I don't have an iPhone, but on Android there is the "Paperless Mobile" app (https://github.com/astubenbord/paperless-mobile), which can be used to scan as well. There are just some documents that I would prefer to have in proper and consistent "document scanner"-quality; I am always having a hard time with lighting using those phone scanners (although Paperless Mobile is one of the better ones I have used).


Would a document capture camera with a [ring] light also work?


Those still have the speed disadvantage of a phone camera and need more space than a compact document scanner, I'd imagine. I guess a ring light for my phone would be an improvement; using the builtin flash usually leads to very uneven lighting in the scan.


IIRC there are certain models of sheet-fed duplex scanners that work with Linux (with e.g. a lower-wattage Pi)


I had used this app prior to the addition of the Paperless-ngx integration and it worked well, but with that functionality added it's just so easy to scan and be done. I have a Brother scanner as well that I'll still use to import longer documents or anything I want in the best quality, but for 95% of things importing from this app works perfectly.

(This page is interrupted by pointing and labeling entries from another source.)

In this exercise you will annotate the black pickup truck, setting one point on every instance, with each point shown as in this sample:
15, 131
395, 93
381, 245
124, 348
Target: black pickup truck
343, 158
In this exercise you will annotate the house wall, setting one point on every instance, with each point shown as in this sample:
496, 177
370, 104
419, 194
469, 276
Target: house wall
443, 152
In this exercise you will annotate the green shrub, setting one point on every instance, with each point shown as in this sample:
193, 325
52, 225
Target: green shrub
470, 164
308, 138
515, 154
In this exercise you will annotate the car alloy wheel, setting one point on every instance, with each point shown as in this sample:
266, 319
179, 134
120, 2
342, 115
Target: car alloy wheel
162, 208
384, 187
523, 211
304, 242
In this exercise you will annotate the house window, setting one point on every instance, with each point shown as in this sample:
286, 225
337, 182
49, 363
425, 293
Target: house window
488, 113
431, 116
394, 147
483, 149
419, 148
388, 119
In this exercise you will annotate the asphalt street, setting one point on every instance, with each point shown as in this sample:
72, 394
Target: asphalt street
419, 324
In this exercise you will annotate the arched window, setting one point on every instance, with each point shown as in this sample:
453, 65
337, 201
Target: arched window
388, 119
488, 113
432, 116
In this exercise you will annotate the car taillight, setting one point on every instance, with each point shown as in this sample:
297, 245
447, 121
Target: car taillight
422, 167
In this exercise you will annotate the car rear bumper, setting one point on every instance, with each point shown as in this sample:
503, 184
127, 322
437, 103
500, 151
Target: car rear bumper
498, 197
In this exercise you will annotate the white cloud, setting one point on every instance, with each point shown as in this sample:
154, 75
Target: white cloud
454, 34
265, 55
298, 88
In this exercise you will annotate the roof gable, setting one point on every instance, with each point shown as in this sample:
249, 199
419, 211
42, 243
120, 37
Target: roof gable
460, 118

Thank you also for the tip on this one. Took a bit of work to get it working with my setup but have it working flawlessly.


Thank you for this! This reduces the friction for scanning documents a _ton_.

I love that it integrates with Paperless so well!


I am scanning from my Brother multi-function device to an SMB share, which paperless monitors for changes. Works like a charm. You can even bulk move files there using your local file manager.


Which type of brother printer do you use? And do you use it under Linux?


I'm using a Brother MFC-L3770CDW (Colour laser, with a duplexing scanner). Very reasonable price and super capable device, works fine with linux.


There is a long list of supported scanners directly from Paperless: https://github.com/paperless-ngx/paperless-ngx/wiki/Scanner-...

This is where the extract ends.